Tel Aviv Diary - October 28-November 1, 2013 - Karen Alkalay-Gut


Tel Aviv Diary - October 28-November 1, 2013 - Karen Alkalay-Gut

October 28, 2013

I've been longing for a spinach pizza all day - had one last week at Papa's but i wasn't hungry enough to finish it, and now i can't wait until tomorrow when I can go there. Wait! I could order one now! At home!

October 29, 2013

The marathon tonight in Tel Aviv had traffic backed up for miles. We gave up unwillingly on Papa's and thought to compensate ourselves by going to Akiko in Ramat Aviv. But it was mediocre. And, as they say, such small portions. Now I'm really longing for my spinach pizza. I didn't order it last night because I don't like take-home pizza, I like it fresh and hot. And tomorrow we have a wedding to go to, so no pizza. And Friday we're off to N.Y. How long will it take before I get my wishes fulfilled.

The interesting part of the evening was a discussion about the recent elections. Nobody seems to have had sufficient information to make informed decisions about platforms, candidates, etc. No wonder the voting percentage was so low. I thought an informed voter was the basis of democracy.

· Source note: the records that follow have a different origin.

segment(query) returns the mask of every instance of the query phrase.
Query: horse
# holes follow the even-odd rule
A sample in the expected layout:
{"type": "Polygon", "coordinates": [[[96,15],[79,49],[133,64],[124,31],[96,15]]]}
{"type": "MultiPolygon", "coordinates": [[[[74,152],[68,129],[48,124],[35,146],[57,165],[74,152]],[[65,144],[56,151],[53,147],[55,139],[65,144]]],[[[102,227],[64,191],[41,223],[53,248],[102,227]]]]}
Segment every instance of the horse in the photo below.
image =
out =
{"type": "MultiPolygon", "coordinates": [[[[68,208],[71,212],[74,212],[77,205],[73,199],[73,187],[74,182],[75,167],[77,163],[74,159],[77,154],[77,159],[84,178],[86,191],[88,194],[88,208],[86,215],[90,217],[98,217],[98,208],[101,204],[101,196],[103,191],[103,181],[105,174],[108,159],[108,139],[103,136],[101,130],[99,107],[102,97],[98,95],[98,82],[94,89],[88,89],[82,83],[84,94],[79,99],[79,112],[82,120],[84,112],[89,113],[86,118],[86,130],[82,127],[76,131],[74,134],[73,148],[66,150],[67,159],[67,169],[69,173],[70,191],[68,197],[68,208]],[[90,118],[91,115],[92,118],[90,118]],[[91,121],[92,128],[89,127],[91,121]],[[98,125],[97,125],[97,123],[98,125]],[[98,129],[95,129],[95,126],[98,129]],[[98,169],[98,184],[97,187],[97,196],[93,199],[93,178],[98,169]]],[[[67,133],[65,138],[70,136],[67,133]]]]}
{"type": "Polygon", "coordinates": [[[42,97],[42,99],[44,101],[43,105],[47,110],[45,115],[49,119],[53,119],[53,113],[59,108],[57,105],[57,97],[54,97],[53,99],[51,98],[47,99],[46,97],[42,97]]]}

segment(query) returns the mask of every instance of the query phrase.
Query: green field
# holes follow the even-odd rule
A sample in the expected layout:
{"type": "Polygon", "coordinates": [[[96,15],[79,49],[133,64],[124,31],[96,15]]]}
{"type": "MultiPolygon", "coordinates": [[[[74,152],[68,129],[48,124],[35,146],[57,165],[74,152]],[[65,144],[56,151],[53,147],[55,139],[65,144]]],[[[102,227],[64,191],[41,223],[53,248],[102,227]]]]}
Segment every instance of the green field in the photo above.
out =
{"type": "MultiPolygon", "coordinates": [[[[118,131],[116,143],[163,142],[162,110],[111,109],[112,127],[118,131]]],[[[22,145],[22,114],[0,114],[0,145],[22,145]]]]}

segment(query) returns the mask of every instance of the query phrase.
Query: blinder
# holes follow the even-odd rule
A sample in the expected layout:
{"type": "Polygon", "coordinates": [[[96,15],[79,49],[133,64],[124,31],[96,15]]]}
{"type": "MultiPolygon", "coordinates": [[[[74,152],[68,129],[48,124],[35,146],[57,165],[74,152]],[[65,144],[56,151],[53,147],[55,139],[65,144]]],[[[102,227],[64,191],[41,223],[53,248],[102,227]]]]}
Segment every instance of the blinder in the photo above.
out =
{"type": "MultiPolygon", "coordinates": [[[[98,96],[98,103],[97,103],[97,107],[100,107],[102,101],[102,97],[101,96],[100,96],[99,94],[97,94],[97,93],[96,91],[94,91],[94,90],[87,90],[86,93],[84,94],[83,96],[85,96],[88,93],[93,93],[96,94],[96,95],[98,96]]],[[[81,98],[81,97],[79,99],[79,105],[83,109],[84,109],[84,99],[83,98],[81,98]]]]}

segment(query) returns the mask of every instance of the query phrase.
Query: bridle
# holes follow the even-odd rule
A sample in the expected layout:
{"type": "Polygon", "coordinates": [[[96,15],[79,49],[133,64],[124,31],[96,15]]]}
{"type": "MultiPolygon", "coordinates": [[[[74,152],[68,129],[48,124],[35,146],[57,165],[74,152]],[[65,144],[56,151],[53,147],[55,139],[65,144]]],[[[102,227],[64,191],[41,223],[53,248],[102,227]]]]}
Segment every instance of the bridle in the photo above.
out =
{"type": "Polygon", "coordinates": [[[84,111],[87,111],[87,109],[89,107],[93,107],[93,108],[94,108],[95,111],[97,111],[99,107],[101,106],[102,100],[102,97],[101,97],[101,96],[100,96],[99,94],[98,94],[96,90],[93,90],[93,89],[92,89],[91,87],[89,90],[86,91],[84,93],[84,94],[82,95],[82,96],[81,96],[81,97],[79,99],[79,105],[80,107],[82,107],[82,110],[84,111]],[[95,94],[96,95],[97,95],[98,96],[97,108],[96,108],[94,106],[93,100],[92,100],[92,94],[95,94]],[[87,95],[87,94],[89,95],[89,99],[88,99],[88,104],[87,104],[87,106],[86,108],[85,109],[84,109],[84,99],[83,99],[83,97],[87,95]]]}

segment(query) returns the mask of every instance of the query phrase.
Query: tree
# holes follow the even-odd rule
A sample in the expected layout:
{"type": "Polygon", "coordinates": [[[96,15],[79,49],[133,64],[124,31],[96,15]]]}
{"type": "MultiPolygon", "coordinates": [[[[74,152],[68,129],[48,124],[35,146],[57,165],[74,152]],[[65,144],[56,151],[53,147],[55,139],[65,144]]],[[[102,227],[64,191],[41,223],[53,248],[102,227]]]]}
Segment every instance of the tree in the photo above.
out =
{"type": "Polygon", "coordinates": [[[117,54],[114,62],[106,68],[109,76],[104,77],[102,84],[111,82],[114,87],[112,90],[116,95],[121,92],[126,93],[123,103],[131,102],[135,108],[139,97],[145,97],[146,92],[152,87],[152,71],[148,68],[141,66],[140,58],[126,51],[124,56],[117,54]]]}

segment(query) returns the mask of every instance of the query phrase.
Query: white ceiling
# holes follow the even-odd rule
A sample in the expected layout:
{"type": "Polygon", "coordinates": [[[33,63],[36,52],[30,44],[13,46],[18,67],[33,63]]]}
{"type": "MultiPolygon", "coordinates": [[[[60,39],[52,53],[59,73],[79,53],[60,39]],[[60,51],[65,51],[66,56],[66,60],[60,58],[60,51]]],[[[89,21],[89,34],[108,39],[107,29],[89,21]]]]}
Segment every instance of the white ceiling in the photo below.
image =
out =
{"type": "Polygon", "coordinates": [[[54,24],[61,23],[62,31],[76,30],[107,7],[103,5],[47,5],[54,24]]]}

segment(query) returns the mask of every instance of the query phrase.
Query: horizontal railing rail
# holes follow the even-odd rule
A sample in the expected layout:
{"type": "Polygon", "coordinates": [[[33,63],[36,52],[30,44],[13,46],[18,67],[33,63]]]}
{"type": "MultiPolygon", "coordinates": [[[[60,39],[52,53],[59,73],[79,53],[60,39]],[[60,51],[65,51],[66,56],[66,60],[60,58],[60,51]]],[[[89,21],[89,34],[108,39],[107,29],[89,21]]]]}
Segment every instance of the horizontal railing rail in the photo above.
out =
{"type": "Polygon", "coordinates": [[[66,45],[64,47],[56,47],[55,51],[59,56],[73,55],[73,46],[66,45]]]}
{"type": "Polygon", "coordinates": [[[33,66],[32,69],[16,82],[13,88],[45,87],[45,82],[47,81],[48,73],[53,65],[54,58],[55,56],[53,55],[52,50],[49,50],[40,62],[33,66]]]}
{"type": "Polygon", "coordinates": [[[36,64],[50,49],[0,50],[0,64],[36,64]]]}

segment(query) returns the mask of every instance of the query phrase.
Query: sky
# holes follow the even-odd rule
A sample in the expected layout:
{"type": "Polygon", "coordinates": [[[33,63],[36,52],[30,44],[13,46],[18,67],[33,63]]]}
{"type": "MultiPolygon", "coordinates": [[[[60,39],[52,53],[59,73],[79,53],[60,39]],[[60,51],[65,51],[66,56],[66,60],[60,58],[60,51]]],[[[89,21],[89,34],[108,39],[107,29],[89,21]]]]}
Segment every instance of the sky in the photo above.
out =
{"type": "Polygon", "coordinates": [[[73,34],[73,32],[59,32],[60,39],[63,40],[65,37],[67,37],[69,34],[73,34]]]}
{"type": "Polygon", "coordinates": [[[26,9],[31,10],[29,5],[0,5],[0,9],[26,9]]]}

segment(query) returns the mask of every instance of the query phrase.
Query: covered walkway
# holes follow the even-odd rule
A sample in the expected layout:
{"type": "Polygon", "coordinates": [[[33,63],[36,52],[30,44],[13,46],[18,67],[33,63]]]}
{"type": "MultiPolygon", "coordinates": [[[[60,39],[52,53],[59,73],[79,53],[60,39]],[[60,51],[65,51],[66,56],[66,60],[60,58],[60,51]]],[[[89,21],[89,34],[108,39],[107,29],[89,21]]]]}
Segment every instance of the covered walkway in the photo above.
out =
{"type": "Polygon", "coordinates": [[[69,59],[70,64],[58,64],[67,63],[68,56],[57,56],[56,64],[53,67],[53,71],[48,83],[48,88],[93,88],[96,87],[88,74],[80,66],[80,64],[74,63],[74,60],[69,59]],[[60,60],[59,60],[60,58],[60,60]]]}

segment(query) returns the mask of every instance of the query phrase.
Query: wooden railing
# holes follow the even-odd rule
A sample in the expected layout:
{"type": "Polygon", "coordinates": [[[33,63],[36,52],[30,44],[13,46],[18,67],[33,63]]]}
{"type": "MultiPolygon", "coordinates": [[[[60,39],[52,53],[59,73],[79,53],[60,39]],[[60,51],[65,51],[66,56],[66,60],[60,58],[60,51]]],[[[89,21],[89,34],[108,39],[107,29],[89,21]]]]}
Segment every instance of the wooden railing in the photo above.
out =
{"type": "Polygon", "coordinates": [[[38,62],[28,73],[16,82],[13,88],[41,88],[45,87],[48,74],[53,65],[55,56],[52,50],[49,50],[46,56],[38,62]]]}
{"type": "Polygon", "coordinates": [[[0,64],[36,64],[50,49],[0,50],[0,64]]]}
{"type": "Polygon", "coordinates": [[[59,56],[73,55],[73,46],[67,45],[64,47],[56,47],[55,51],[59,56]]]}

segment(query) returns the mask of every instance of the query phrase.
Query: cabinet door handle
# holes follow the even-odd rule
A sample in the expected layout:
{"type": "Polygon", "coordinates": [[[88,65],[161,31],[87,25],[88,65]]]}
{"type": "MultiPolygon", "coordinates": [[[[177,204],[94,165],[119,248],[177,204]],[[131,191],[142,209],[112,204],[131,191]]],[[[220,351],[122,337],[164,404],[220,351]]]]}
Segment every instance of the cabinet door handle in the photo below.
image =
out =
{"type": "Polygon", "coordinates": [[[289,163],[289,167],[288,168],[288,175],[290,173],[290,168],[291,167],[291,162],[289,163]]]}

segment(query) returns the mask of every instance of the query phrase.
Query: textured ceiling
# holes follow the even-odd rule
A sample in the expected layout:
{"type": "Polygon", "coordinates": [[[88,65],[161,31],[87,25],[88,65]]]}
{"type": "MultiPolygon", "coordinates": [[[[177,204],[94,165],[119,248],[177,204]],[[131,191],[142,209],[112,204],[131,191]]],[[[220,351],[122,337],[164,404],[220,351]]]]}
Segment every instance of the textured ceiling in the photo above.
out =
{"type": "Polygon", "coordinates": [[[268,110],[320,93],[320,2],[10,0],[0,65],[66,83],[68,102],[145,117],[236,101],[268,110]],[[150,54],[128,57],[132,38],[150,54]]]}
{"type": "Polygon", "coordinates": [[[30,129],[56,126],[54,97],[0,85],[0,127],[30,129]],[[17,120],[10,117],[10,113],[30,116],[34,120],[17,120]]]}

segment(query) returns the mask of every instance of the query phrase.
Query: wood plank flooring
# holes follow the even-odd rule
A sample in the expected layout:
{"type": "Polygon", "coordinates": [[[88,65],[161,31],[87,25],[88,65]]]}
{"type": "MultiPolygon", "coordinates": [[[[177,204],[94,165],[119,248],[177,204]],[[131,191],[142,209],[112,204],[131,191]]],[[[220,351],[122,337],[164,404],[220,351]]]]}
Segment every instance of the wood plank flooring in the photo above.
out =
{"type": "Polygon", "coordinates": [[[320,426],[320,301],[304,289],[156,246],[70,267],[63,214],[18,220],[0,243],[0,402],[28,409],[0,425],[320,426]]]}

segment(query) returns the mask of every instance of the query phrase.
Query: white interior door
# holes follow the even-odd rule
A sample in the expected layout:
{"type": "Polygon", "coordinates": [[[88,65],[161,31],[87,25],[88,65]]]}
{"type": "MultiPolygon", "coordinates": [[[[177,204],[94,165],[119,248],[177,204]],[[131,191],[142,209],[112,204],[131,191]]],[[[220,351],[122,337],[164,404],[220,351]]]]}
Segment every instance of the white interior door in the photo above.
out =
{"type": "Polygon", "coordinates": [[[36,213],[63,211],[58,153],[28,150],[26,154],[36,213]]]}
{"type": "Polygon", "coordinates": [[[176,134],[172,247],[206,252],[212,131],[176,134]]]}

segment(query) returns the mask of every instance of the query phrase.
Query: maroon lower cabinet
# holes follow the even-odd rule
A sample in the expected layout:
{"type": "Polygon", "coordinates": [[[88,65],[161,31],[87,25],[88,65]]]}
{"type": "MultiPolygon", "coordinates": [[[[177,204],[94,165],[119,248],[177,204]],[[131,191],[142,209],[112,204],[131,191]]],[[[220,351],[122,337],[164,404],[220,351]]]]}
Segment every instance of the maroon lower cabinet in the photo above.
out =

Actually, what happened to the internet? There was some scattered and vague information there. But nothing specific - of course how can one be specific when the actual practice after elections depends upon coalitions and cooperations. But many people i know voted for the right for mayor and the left for municipality, ensuring a need for coalition.

October 30, 2013

In the courtyard of a Tel Aviv Cafe, under a sumbrella with Gabriel Moked. Perfect afternoon. Then the rain suddenly pours down. Still very perfect. Water gushing all around us. A few drops here and there on our But I'm late and have to get home. So I run to my car three blocks away. Then rain stops. The other good news is that the Jerusalem Review is back on again. Despite the financial difficulties and all kinds of other difficulties (including my own organizational weaknesses) it's coming out in November and the next issue is finally getting put together. It's like the rain - no matter what the predictions, there's a big surprise when it happens.

Small wonder - despite the fact that the editor has been involved in promoting literature in Israel for over 50 years, despite all his prizes and honors, the government has been lagging in support from the first day of its publication, and there is always a terrible possibility the next issue won't come out. Since there is no other journal that focuses on Hebrew literature and letters ever since Ariel was cancelled (having lost government support) it seems absolutely insane that the country doesn't support it . I'm one of the editors, and I have been at some of the meetings with government officials as well as potential benefactors, and can never believe it when it just doesn't happen and we have to kick in again with our own money. And oh yes not only have we never drawn a salary but we usually pay our way and back to all these meetings.

October 31, 2013

Time to apologize in advance - i'll be on and off for the next few weeks. Going on my little voyage to explore poets and their graves.

We did something unforgivable last night. we left a wedding and went home because of the noise. Worse, I began the dinner by threatening the dj that i would leave if they didn't turn it down. It got a little more tolerable, but then they turned it up again. The waiter asked me if everything was okay. i said, "Can you hear me?" he answered, "Barely," and i said, "That's why I'm leaving if you don't get the music to a tolerable level." He offered to call the head waiter. I agreed. The head waiter didn't come. After about an hour all told of this, Ezi pulled out his iphone with the noise meter, and it said "Terrible. get out of there." So we did.

As we were leaving, the music got softer, but we were already worried about what the noise was doing to our ears and how we would handle the flight.

This is highly irregular behavior at a wedding. We know we insulted the family by leaving and they are - were - very dear friends.